Television
All Satirical Passion Spent
Satirists are natural conservatives. From the Romans on, they have flourished by pitching an older, superior order against ridiculous and sinister innovations.
Juvenal contrasted old Rome with the vulgarity brought by Greek flatterers and Jewish merchants who had so corrupted the eternal city that they left “no room for honest callings”. All the great satirists followed his example of nostalgia and alarm. Swift hated the Whigs for dragging his peaceful country into the long wars against Louis XIV. The threat of mass society to the old aristocratic order appalled Evelyn Waugh and Anthony Powell. By the Eighties, it was the turn of Leftists to be Conservatives and deliver furious tirades against Margaret Thatcher’s destruction of social democratic values they had assumed to be settled. Norman Tebbit showed he understood the satirical dynamic better than many literary critics when he wrote of the best satire of the Thatcher years: “Spitting Image’s creators were rooted in a mid-20th-century ‘Guardianesque’ political consensus, which, at the time, was being comprehensively trashed by the Thatcherite reformers.”
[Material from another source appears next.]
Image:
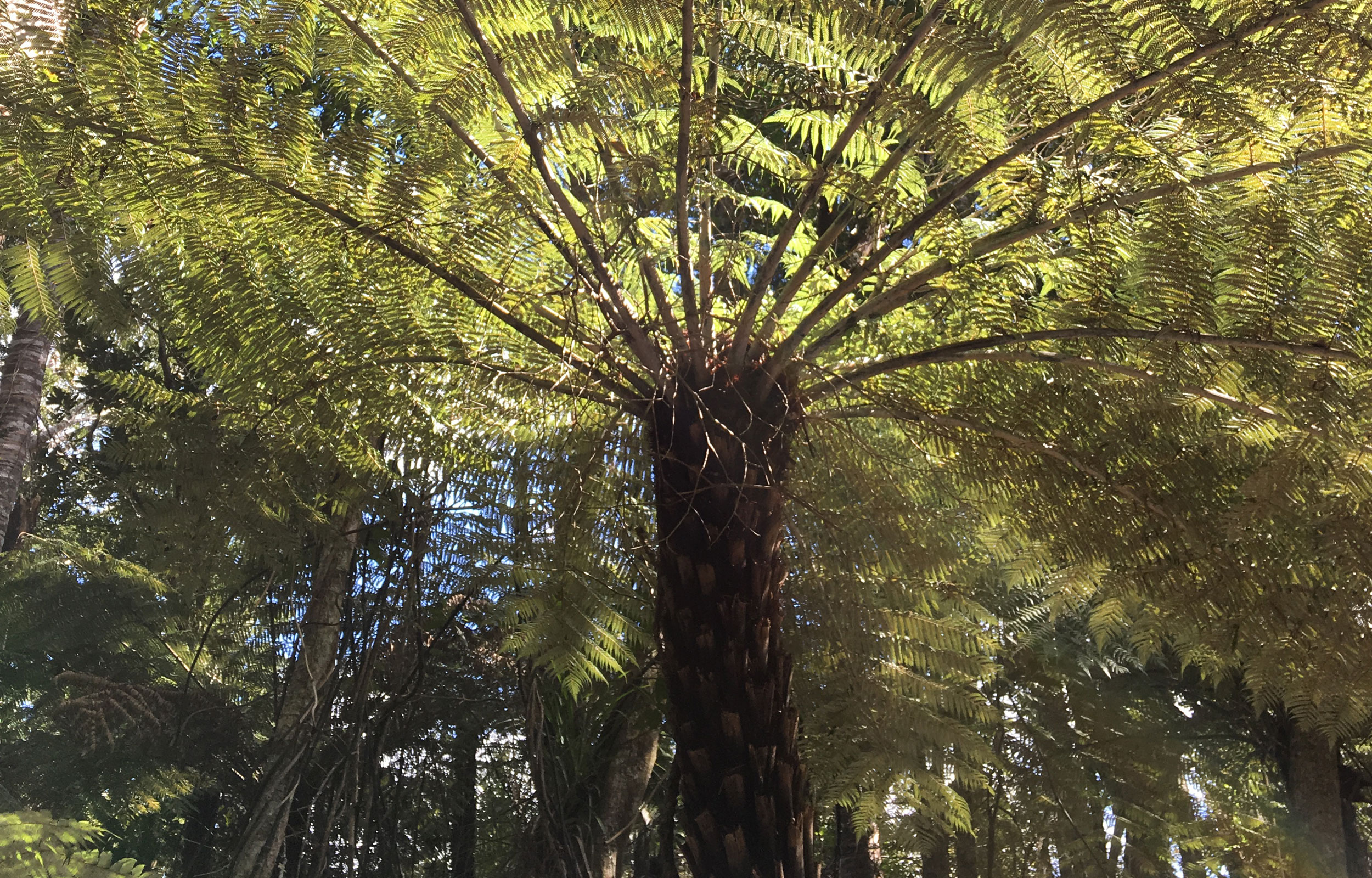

Thatcher won, of course. The targets of satire nearly always do. Swift no more stopped the Whigs making England a European power than Michael Moore stopped George W. Bush winning the 2004 election. Politicians should not necessarily worry if their opponents have the best jokes. To call satire a conservative art is another way of saying that it is the art of the defeated. Even Orwell’s Animal Farm only became an obituary for Soviet communism after the fall of the Berlin Wall. Like everyone else in the Forties, Orwell imagined the regime carrying on indefinitely, until “a time came when there was no one who remembered the old days before the Rebellion”.